Can someone give me a logically persausive explantion of the fact that smaller sensors have lower DR?
This is the comparison of D800 FX and DX . Same sensor, same pixels. I cannot make the logical leap that is needed to grasp why trimming off the outside of the frame reduces the DR of what is left. Surely cropping in processing won't do the same (rationally it cannot) but I'm at a loss to understand why.
This is a much simplified explanation which I hope will help you understand the basic principles.
Dynamic range is the ratio between (a) the darkest point where details in a photo (the signal) can be made out without being obscured by noise and (b) the brightest point where details are lost because of clipping.

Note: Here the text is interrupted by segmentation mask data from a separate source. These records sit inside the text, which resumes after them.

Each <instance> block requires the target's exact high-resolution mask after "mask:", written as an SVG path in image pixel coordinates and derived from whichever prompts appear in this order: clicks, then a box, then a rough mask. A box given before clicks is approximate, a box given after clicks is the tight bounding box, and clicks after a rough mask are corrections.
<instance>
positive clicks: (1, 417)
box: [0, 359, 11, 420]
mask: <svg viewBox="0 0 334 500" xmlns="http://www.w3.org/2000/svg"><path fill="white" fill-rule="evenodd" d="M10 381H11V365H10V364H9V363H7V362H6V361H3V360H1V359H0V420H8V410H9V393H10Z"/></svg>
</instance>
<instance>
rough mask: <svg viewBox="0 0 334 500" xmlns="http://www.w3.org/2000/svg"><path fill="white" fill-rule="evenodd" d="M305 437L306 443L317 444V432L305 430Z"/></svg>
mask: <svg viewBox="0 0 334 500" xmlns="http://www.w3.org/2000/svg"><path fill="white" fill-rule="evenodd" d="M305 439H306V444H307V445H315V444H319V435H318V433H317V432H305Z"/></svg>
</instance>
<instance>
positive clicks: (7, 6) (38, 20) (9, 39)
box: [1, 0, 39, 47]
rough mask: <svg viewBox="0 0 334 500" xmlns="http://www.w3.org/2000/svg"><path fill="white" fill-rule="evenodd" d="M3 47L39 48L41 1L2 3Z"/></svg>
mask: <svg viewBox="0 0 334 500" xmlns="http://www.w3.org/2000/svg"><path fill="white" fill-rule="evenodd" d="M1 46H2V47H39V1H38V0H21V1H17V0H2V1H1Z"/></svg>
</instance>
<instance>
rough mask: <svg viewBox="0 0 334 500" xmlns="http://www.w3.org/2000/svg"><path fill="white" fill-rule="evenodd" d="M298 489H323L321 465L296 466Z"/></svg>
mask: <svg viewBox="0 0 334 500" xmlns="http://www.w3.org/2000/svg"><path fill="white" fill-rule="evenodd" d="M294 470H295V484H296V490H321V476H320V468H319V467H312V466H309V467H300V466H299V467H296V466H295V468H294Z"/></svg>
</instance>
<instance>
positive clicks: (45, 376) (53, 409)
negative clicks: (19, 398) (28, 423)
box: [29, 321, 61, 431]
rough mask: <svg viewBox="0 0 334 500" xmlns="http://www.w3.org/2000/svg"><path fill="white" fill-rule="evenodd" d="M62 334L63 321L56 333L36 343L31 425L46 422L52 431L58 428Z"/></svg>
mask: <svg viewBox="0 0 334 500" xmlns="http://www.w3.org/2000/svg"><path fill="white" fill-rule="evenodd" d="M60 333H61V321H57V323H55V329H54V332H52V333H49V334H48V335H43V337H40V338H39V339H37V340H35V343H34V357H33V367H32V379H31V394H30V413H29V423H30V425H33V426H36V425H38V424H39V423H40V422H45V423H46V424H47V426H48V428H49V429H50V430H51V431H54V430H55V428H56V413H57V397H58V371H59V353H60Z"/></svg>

Although we think of light as being constant it is, in fact, a quantum phenomenon and is subject to random variation. It's that variation that causes (indeed, actually is) noise - with a constant signal things would always be the same brightness or darkness, but noise makes something that should be the same randomly brighter or darker.

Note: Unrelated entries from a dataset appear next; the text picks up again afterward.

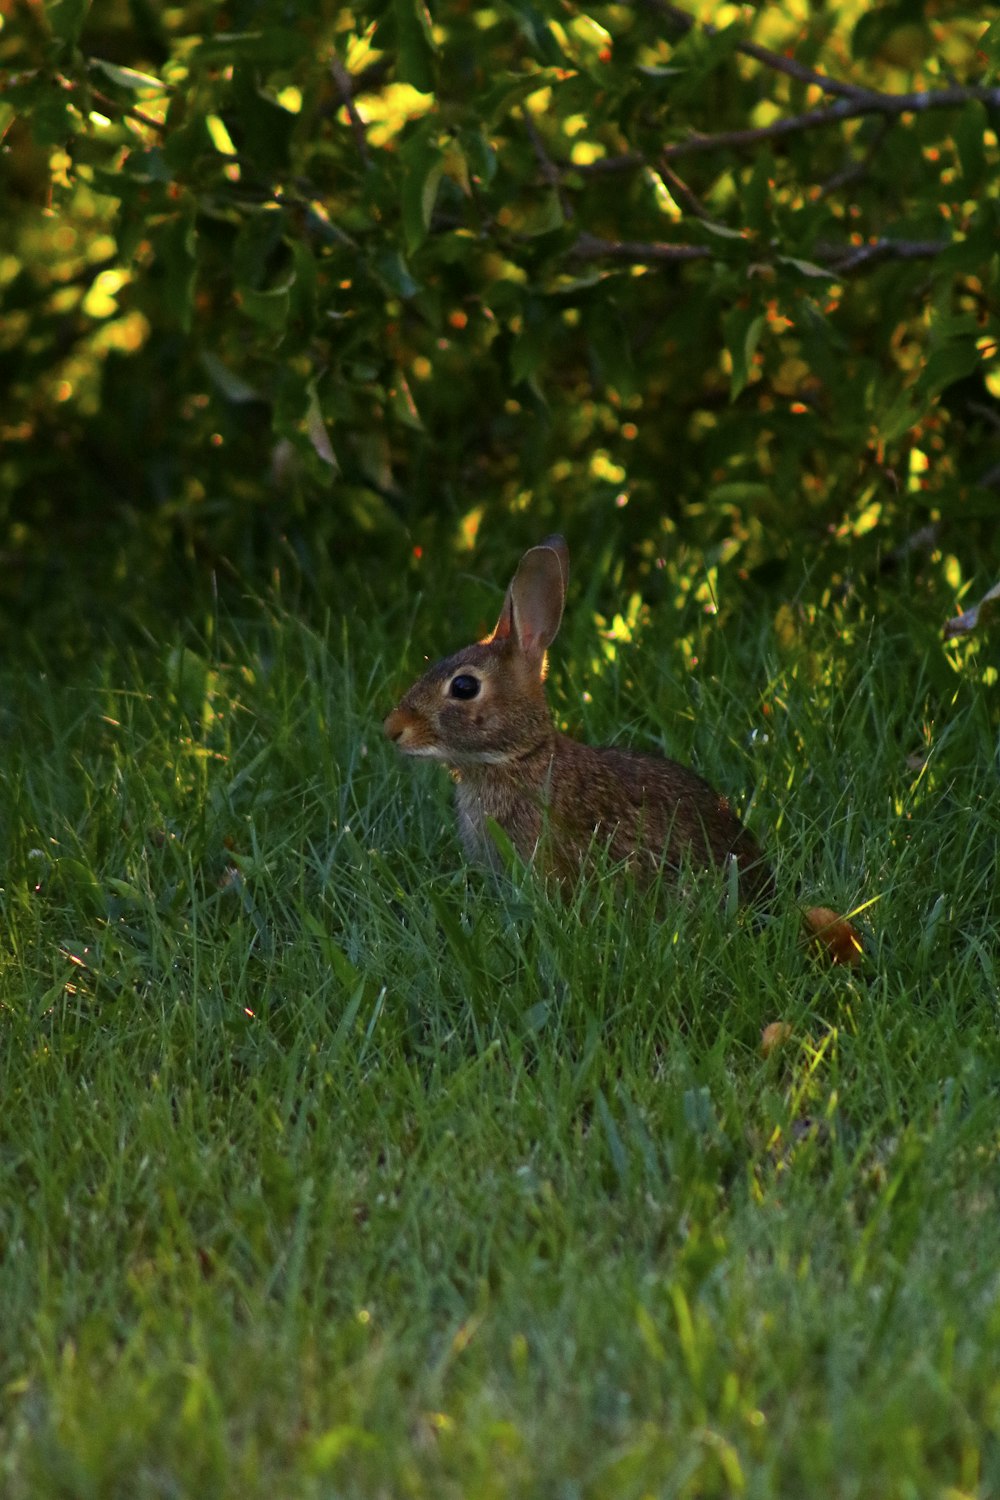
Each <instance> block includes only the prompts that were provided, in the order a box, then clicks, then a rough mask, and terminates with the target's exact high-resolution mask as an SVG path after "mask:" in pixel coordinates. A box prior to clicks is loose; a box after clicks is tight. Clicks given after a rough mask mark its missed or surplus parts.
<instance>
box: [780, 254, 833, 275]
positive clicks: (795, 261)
mask: <svg viewBox="0 0 1000 1500" xmlns="http://www.w3.org/2000/svg"><path fill="white" fill-rule="evenodd" d="M777 260H778V264H780V266H792V269H793V270H796V272H801V273H802V276H816V278H820V279H822V281H838V278H837V275H835V273H834V272H831V270H826V267H825V266H816V263H814V261H804V260H799V257H798V255H778V257H777Z"/></svg>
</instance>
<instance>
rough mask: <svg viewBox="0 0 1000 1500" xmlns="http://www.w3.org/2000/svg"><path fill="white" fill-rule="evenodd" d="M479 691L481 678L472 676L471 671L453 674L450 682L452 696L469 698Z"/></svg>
mask: <svg viewBox="0 0 1000 1500" xmlns="http://www.w3.org/2000/svg"><path fill="white" fill-rule="evenodd" d="M478 691H480V679H478V676H472V673H471V672H459V675H457V676H453V678H451V682H450V684H448V693H450V696H451V697H460V699H463V700H468V699H469V697H475V696H477V694H478Z"/></svg>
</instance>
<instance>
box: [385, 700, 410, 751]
mask: <svg viewBox="0 0 1000 1500" xmlns="http://www.w3.org/2000/svg"><path fill="white" fill-rule="evenodd" d="M382 729H384V730H385V733H387V735H388V738H390V739H391V741H393V744H399V739H400V738H402V735H403V732H405V729H406V715H405V714H403V712H402V711H400V709H399V708H394V709H393V711H391V714H387V717H385V718H384V720H382Z"/></svg>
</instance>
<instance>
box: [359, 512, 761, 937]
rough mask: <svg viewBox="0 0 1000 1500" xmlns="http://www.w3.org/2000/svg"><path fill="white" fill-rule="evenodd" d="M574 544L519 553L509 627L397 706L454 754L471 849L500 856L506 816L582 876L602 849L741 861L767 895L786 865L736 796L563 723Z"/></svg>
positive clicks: (421, 734) (512, 584) (418, 733)
mask: <svg viewBox="0 0 1000 1500" xmlns="http://www.w3.org/2000/svg"><path fill="white" fill-rule="evenodd" d="M568 576H570V552H568V547H567V544H565V540H564V538H562V537H561V535H552V537H546V540H544V541H541V543H540V544H538V546H535V547H531V549H529V550H528V552H525V555H523V556H522V559H520V564H519V567H517V571H516V573H514V577H513V580H511V583H510V586H508V589H507V597H505V598H504V607H502V609H501V615H499V619H498V622H496V628H495V630H493V633H492V634H490V636H487V637H486V640H480V642H478V643H477V645H469V646H465V648H463V649H462V651H457V652H456V654H454V655H450V657H445V660H444V661H438V663H436V664H435V666H432V667H430V669H429V670H427V672H426V673H424V675H423V676H421V678H420V679H418V681H417V682H414V685H412V687H411V688H409V691H408V693H405V694H403V697H402V699H400V702H399V705H397V706H396V708H394V709H393V711H391V714H388V717H387V718H385V723H384V727H385V733H387V735H388V738H390V739H391V741H393V742H394V744H396V745H397V747H399V750H402V751H403V753H405V754H412V756H427V757H429V759H433V760H442V762H444V763H445V765H447V766H448V768H450V771H451V774H453V777H454V781H456V804H457V816H459V831H460V834H462V841H463V844H465V849H466V853H468V855H469V858H472V859H474V861H478V862H487V864H498V862H499V853H498V849H496V846H495V844H493V840H492V838H490V822H495V823H496V825H498V826H499V828H501V829H502V831H504V832H505V834H507V837H508V838H510V841H511V844H513V846H514V849H516V850H517V853H519V856H520V858H522V859H523V861H529V862H534V864H535V867H540V868H541V870H543V871H544V873H547V874H555V876H556V877H559V879H570V880H573V879H576V877H579V874H580V871H582V870H583V868H585V865H586V862H588V858H589V856H591V855H592V852H594V850H595V849H598V850H600V849H606V850H607V853H609V856H610V858H612V859H613V861H622V862H624V864H628V865H633V867H634V868H636V870H637V873H639V874H640V876H643V874H645V876H651V874H654V873H655V871H657V868H661V870H663V871H664V874H666V876H667V877H669V879H673V877H676V873H678V871H679V870H681V868H682V867H684V865H693V867H711V865H723V867H724V865H727V864H729V862H730V861H736V865H738V886H739V900H741V904H753V906H759V907H765V906H766V904H769V903H771V898H772V897H774V874H772V871H771V867H769V864H768V862H766V859H765V856H763V855H762V852H760V849H759V846H757V843H756V840H754V838H753V835H751V834H750V832H748V831H747V829H745V828H744V825H742V823H741V822H739V819H738V817H736V814H735V813H733V811H732V808H730V805H729V802H727V801H726V798H724V796H720V793H718V792H715V790H714V789H712V787H711V786H709V783H708V781H705V780H703V778H702V777H700V775H697V772H694V771H690V769H688V768H687V766H684V765H678V762H676V760H667V759H666V757H663V756H658V754H642V753H639V751H634V750H622V748H618V747H616V745H606V747H600V748H598V747H594V745H588V744H580V741H577V739H571V738H570V736H568V735H564V733H559V730H558V729H556V727H555V724H553V723H552V717H550V712H549V706H547V703H546V690H544V679H546V652H547V649H549V646H550V645H552V642H553V640H555V637H556V633H558V630H559V622H561V619H562V606H564V601H565V591H567V582H568Z"/></svg>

The noise in light itself (nothing to do with the electronics in the camera) varies with the inverse square of the amount of light - which is measured by the number of photos. Four times as many photons suffer only twice the amount of noise.

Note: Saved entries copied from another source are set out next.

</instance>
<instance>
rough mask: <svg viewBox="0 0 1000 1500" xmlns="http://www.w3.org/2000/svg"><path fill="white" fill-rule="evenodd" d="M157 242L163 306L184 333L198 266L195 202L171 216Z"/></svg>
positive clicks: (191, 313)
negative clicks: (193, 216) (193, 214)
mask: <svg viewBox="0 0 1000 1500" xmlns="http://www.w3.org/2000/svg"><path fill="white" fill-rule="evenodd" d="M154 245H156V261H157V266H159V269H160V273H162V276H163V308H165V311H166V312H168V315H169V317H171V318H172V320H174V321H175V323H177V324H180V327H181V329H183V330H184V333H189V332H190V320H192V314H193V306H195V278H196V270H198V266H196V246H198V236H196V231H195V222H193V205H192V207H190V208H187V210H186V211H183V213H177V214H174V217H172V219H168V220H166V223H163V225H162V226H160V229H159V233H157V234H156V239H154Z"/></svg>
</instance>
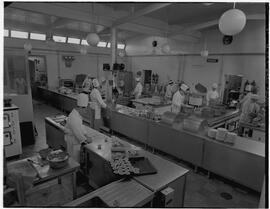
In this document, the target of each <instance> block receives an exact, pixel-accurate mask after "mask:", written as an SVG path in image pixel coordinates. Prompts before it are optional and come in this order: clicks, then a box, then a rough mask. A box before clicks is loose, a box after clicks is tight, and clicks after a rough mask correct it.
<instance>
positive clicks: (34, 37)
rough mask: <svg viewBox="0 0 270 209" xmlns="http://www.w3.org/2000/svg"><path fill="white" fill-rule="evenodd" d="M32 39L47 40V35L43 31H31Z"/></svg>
mask: <svg viewBox="0 0 270 209" xmlns="http://www.w3.org/2000/svg"><path fill="white" fill-rule="evenodd" d="M30 39H33V40H42V41H45V40H46V35H45V34H41V33H30Z"/></svg>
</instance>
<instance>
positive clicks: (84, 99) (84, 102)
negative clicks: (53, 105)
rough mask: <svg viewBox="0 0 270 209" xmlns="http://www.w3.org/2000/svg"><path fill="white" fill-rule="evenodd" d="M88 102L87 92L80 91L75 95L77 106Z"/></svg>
mask: <svg viewBox="0 0 270 209" xmlns="http://www.w3.org/2000/svg"><path fill="white" fill-rule="evenodd" d="M88 102H89V98H88V95H87V94H84V93H80V94H79V95H78V97H77V106H79V107H87V106H88Z"/></svg>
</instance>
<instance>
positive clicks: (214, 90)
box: [206, 83, 219, 105]
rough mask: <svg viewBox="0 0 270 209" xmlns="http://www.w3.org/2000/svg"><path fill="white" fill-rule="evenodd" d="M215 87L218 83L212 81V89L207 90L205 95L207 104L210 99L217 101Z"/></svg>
mask: <svg viewBox="0 0 270 209" xmlns="http://www.w3.org/2000/svg"><path fill="white" fill-rule="evenodd" d="M217 87H218V85H217V84H216V83H213V85H212V89H211V90H210V91H208V92H207V95H206V102H207V105H209V102H211V101H217V100H218V98H219V93H218V91H217Z"/></svg>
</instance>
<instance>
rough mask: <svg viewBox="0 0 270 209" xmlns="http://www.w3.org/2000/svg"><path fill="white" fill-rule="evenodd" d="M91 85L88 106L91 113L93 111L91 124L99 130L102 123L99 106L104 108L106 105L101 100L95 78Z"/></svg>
mask: <svg viewBox="0 0 270 209" xmlns="http://www.w3.org/2000/svg"><path fill="white" fill-rule="evenodd" d="M93 86H94V88H93V90H92V91H91V94H90V99H91V102H90V107H91V109H92V113H94V124H92V127H93V128H94V129H96V130H99V128H100V126H101V125H102V119H101V108H106V107H107V105H106V103H105V102H104V101H103V100H102V97H101V94H100V92H99V90H98V87H99V82H98V80H97V79H94V80H93ZM91 122H93V121H91Z"/></svg>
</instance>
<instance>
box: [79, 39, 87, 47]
mask: <svg viewBox="0 0 270 209" xmlns="http://www.w3.org/2000/svg"><path fill="white" fill-rule="evenodd" d="M81 45H86V46H89V44H88V43H87V41H86V40H85V39H82V42H81Z"/></svg>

At point (b) there are many, many photons so there is little variation and noise is effectively the same for both sizes of sensor. What concerns us is the dark end.
When measuring noise
on the sensor (not individual pixels) the DX size is under half the area of the full frame so it collects under half the number of photons. This makes it noisier - by a factor of about 0.7 - so that would reduce the DX DR because it lifts the bottom end (point (a). It's too simplistic to say that it just knocks 0.7 stops off the
sensor DR but the measured difference on the charts is 11.41 - 10.6 = 0.81 stops so it's not grossly untrue.